The Doctrine of the Trinity and Subordination -- By: Kevin Giles
PP 18:3 (Summer 2004) p. 13
The Doctrine of the Trinity and Subordination
Kevin Giles will be speaking at CBE’s conference in the United Kingdom this fall. He is the Vicar of St. Michael’s, North Carlton in the Anglican Diocese of Melbourne, Australia. He has been in parish ministry for over thirty years, and holds a doctorate in New Testament studies; he served as a theological consultant for World Vision, Australia, in the mid-1990s. He has published widely; his books include The Trinity and Subordinationism: The Doctrine of God and the Contemporary Gender Debate (InterVarsity, 2002); Making Good Churches Better (Melbourne: Acorn, 2001); What on Earth is the Church? (IVP, 1995); and Patterns of Ministry among the First Christians, (Collins-Dove, 1989).
“Evangelicals both in support of the eternal subordination of the Son and those vehemently opposed to the eternal subordination of the Son are in complete agreement that ‘tradition’—under-stood as how the scriptures have been understood by the best of theologians across the centuries—is a good guide to the proper interpretation of scripture: it is a secondary authority.”

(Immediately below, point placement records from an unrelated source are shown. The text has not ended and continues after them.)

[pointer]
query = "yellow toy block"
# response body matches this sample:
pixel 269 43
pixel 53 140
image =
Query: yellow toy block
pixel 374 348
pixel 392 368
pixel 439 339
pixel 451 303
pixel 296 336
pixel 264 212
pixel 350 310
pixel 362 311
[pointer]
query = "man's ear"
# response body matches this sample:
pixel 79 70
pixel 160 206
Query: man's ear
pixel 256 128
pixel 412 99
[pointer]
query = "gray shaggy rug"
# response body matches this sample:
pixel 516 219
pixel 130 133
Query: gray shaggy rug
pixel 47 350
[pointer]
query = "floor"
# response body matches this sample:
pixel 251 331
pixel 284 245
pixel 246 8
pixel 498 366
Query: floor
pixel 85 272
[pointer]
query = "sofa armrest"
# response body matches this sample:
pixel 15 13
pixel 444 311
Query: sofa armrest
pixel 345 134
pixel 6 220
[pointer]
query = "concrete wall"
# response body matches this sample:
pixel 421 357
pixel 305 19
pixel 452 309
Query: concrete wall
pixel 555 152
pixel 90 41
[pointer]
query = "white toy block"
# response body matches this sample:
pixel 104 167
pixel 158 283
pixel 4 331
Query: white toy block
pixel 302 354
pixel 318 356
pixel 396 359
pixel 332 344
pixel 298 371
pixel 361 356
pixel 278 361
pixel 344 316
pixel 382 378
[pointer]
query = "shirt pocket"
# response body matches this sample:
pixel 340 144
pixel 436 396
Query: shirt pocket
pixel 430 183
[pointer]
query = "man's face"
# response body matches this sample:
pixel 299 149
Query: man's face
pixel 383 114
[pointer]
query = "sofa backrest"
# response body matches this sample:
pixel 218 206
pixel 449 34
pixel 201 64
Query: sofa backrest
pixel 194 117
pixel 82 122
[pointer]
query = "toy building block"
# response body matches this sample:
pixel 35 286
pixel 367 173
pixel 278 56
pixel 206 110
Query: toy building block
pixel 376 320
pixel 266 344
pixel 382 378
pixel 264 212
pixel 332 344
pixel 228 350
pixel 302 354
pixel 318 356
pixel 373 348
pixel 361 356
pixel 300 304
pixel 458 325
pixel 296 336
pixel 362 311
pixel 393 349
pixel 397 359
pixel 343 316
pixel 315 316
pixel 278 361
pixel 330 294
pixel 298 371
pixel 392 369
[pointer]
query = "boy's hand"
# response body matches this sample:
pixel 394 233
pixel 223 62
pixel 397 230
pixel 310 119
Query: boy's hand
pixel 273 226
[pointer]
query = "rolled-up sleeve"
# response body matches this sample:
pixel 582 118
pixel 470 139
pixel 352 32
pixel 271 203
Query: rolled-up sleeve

In the latter part of the twentieth century the doctrine of the Trinity captured the attention of theologians more than any other doctrine.1 At no time in history since the theologically stormy days of the fourth century has there been so much discussion on this topic, and the discussion does not seem to be ending! Books on the Trinity by Protestant, Catholic, and Eastern Orthodox theologians continue to be published as I write. No longer is it thought that the Trinity is an obtuse, secondary, and impractical dogma. Today theologians are generally agreed that this doctrine is foundational to the Christian faith because it articulates what is most distinctive in the biblical revelation of God—he is triune.

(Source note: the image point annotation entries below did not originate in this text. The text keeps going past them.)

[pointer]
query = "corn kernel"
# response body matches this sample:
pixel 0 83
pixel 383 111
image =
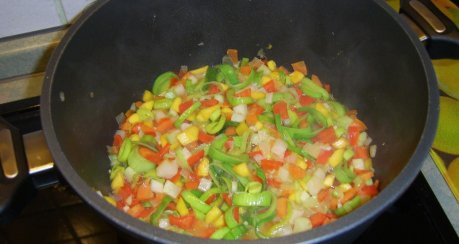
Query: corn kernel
pixel 257 95
pixel 134 118
pixel 301 163
pixel 274 75
pixel 336 157
pixel 329 179
pixel 135 137
pixel 241 128
pixel 265 79
pixel 242 169
pixel 188 136
pixel 203 167
pixel 296 76
pixel 147 96
pixel 271 65
pixel 199 71
pixel 176 104
pixel 213 215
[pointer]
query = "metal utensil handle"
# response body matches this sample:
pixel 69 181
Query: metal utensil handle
pixel 15 184
pixel 439 33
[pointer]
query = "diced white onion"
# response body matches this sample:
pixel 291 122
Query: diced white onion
pixel 129 174
pixel 373 151
pixel 170 95
pixel 358 163
pixel 235 117
pixel 269 98
pixel 291 159
pixel 279 148
pixel 167 169
pixel 186 153
pixel 171 189
pixel 258 157
pixel 301 224
pixel 163 223
pixel 204 184
pixel 315 184
pixel 156 186
pixel 179 90
pixel 283 174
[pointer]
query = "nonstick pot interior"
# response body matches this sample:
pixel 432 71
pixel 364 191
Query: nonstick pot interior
pixel 114 52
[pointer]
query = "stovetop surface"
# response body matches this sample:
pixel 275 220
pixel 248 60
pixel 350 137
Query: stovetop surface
pixel 56 214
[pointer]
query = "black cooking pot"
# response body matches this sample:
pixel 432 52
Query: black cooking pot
pixel 111 55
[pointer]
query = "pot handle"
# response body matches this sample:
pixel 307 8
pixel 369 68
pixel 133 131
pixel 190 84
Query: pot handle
pixel 15 184
pixel 437 31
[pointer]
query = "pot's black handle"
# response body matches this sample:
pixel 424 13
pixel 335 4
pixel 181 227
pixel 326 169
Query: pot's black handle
pixel 439 33
pixel 15 184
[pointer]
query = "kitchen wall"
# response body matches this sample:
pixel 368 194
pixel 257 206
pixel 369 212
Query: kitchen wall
pixel 23 16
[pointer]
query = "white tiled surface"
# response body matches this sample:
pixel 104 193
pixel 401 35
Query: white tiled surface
pixel 73 8
pixel 22 16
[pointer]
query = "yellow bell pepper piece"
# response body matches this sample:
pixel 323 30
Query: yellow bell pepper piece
pixel 110 200
pixel 134 118
pixel 213 215
pixel 257 95
pixel 147 105
pixel 228 112
pixel 241 128
pixel 176 104
pixel 329 179
pixel 147 96
pixel 265 79
pixel 181 207
pixel 203 167
pixel 134 137
pixel 199 71
pixel 296 76
pixel 189 135
pixel 204 114
pixel 336 157
pixel 272 65
pixel 301 163
pixel 274 75
pixel 242 169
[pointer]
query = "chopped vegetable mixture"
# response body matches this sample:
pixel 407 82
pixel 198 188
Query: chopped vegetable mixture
pixel 241 150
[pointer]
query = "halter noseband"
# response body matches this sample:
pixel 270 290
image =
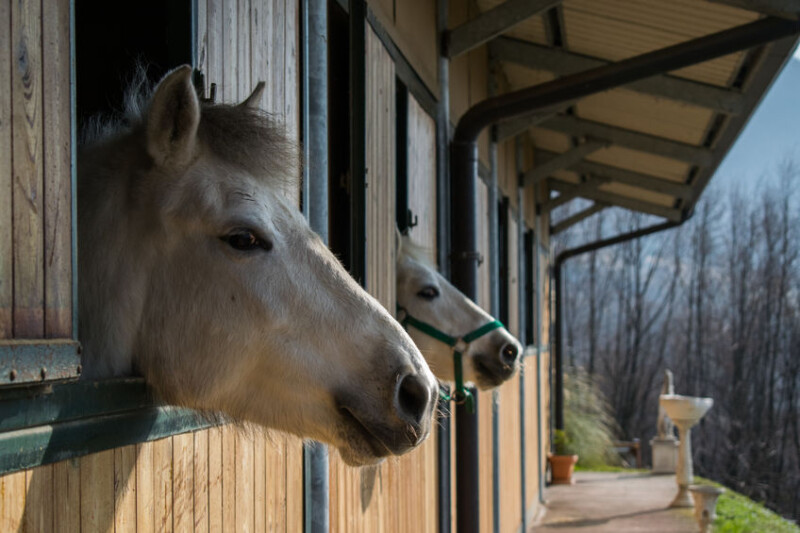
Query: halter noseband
pixel 461 395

The discussion in the last thirty years has ranged far and wide, but it may be said with some confidence that conceptualising the Trinity as a perichoretic (interpenetrating) community of three “persons”2 who work in perfect unity and harmony has been to the fore. This “model” of the Trinity highlights the profound unity and the personal distinction within the Trinity without using abstract philosophical terms. It also excludes tritheism, modalism, and subordinationism, the three great trinitarian heresies. The last of these, subordinationism, has been particularly under assault. Ted Peters says that if anything, contemporary mainline Protestant and Roman Catholic trinitarian thinking is “antisubordinationist.”